I’m attending the PayPal Developers Conference this week and want to share some initial impressions about the Paypal platform and what it might mean in the world of payments.
First off, the combined weight of the new products, partner demonstrations, and new applications is almost overwhelming. There’s a lot here competing for our collective attention.
Do we start with the rollout of the “adaptive” platform, or the new 2010 pricing model? Should we focus on PayPal’s push into B2B payments with SAP as a launch partner? Or do we drill down into third-party reward-to-cash redemption through PayPal? And what about the partnership with FIS that potentially enables PayPal as a P2P payment network for over 14,000 financial institutions around the world?
For my money, the real story is the introduction of Adaptive Accounts. I believe it’s important, and along with Adaptive Payments, a foundational building block for many application developers, in both traditional and new payment segments. Adaptive Accounts, in short, gives third parties applications and websites the ability to open and manipulate PayPal accounts on behalf of their customers. Don’t have a PayPal account, let me open one for you!
The poster-child launch partner was a new startup called FundRazr that does social group fund raising. As part of setting up an account with FundRazr, you have to register with all the usual name, contact information, profile data, etc. FundRazr is going to use PayPal to payout any funds that are raised. If the group already has a PayPal account, they just use it. If they don’t have an account yet, FundRazr can just open the PayPal account, on demand, based on the account information the group already provided. Call it frictionless commerce or greasing the skids — it sure makes customer onboarding slippery.
Adaptive Accounts offers developers a lot of flexibility. Third party applications can open PayPal accounts one at a time or open them in bulk. If a bank were to use PayPal Adaptive Accounts, it could also link their payment instruments to the PayPal account as funding sources. With the right privileges, applications can also update account attributes.
PayPal talked about a lot about anticipated use cases. A marketplace could open accounts for seller payout and fee collection. A social media site could open PayPal accounts to payout royalties to premium content providers.

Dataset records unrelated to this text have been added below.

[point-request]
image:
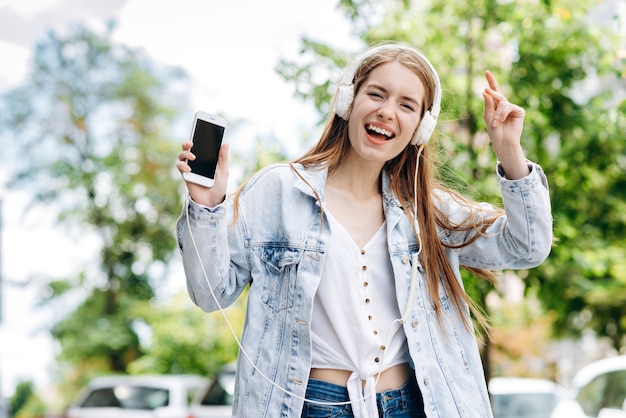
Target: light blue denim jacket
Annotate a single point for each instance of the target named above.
(277, 247)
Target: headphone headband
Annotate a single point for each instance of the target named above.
(345, 93)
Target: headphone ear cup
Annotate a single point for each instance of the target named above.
(345, 95)
(425, 130)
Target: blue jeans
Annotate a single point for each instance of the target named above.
(405, 402)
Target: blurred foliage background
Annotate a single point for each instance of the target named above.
(107, 115)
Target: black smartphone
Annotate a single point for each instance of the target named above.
(207, 134)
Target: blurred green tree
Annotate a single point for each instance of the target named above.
(93, 123)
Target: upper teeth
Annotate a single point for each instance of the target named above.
(379, 130)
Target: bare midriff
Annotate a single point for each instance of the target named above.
(392, 378)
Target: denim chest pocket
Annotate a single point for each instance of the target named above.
(281, 274)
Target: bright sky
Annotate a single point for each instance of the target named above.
(230, 48)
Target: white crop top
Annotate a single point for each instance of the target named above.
(355, 312)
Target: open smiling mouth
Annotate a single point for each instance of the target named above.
(378, 132)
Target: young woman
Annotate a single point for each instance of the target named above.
(352, 254)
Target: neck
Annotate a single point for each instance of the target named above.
(361, 180)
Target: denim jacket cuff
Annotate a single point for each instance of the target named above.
(536, 176)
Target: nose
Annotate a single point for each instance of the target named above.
(386, 111)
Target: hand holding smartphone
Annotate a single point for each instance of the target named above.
(207, 134)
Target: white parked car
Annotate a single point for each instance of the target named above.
(217, 400)
(598, 390)
(521, 397)
(145, 396)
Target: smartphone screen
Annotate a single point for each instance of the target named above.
(207, 139)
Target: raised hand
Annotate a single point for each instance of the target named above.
(505, 122)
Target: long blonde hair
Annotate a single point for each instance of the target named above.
(333, 147)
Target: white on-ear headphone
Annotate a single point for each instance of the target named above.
(345, 93)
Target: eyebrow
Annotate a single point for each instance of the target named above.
(384, 90)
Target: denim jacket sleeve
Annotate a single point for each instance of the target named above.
(213, 254)
(521, 238)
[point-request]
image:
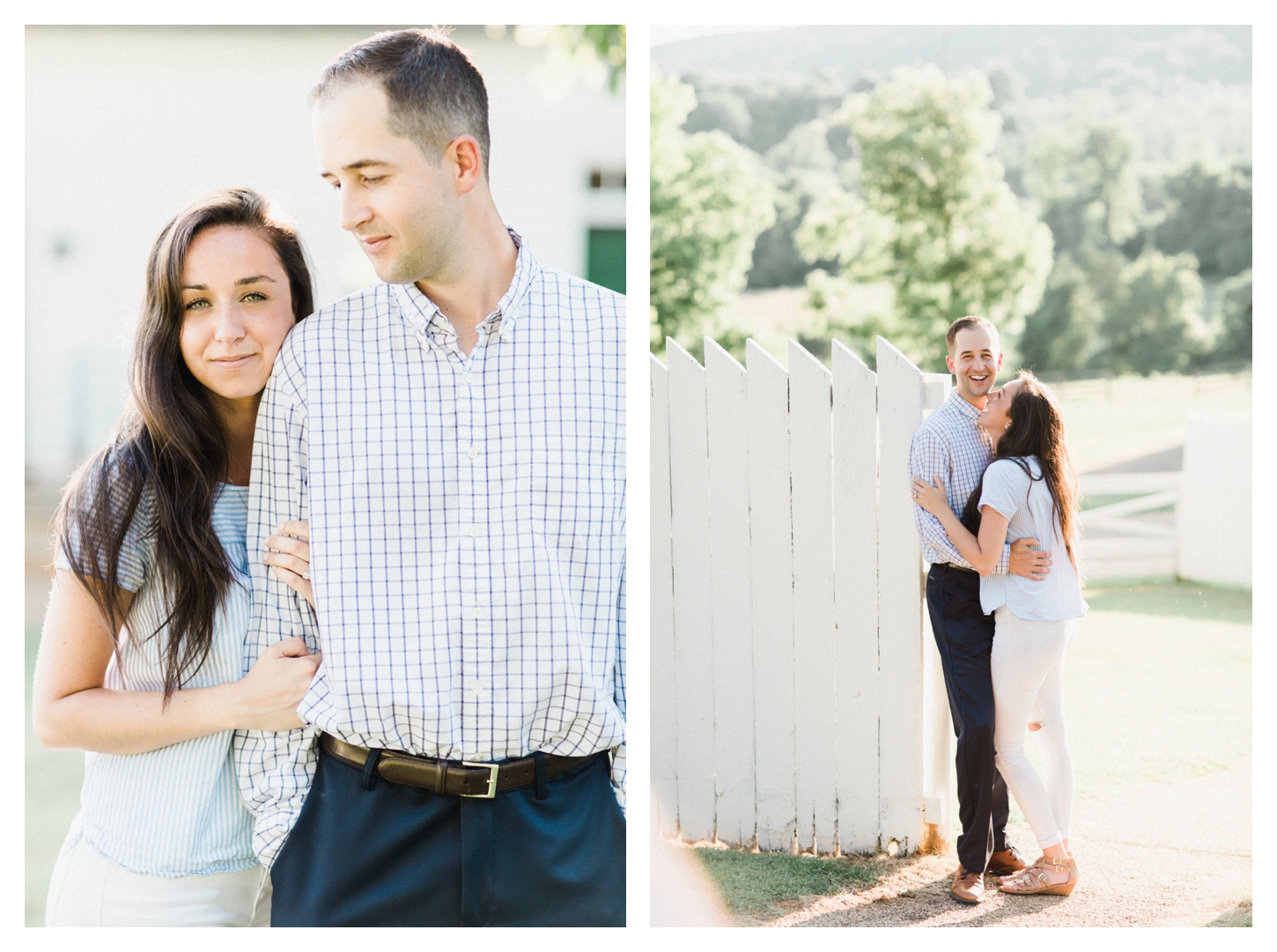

In the more traditional payment markets, a small business could open PayPal accounts for their employees, presumedly enabled by a payroll application built on top of the PayPal Adaptive Platform. A B2B payment enabler could offer real-time payment of supplier invoices via PayPal. Don’t have a PayPal business account? They can open one in a couple of screens and have payment in the suppliers hands in a just a few minutes. Potential uses are constrained only by imagination.
Mechanically, when the third party application or website opens a PayPal account, they can set up everything needed except PayPal login credentials. Users are redirected to PayPal to establish their password, and agree to terms of use, before being returned back into the original application. Personal accounts can be created on demand by any vetted PayPal application. Business account creation, as well as linking funding sources and changing attributes require “advanced” authorization credentials from PayPal.
Of course, the devil is in the details. Developers will have to follow PayPal best practices to handle PayPal accounts that already exist, accounts that are never “claimed”, and other exceptions. But I was impressed that both PayPal and the developer community are already focused on the edge cases.
PayPal indicated that Adaptive Accounts is in beta now with support for 13 countries. It’s being rolled out on a country-by-country basis to meet local data collection and privacy requirements. To me, the key point here is not that it is only available in 13 countries — it’s that on day one it’s available to open accounts in more than one country.
If Adaptive Payments is the first shoe to fall, Adaptive Accounts is the other shoe. This is an intriguing new capability that I believe is going to open up lots of new uses for PayPal and potentially push the company into new verticals and markets previously unavailable. I can’t wait to see what other new services PayPal offers on its Adaptive Platform.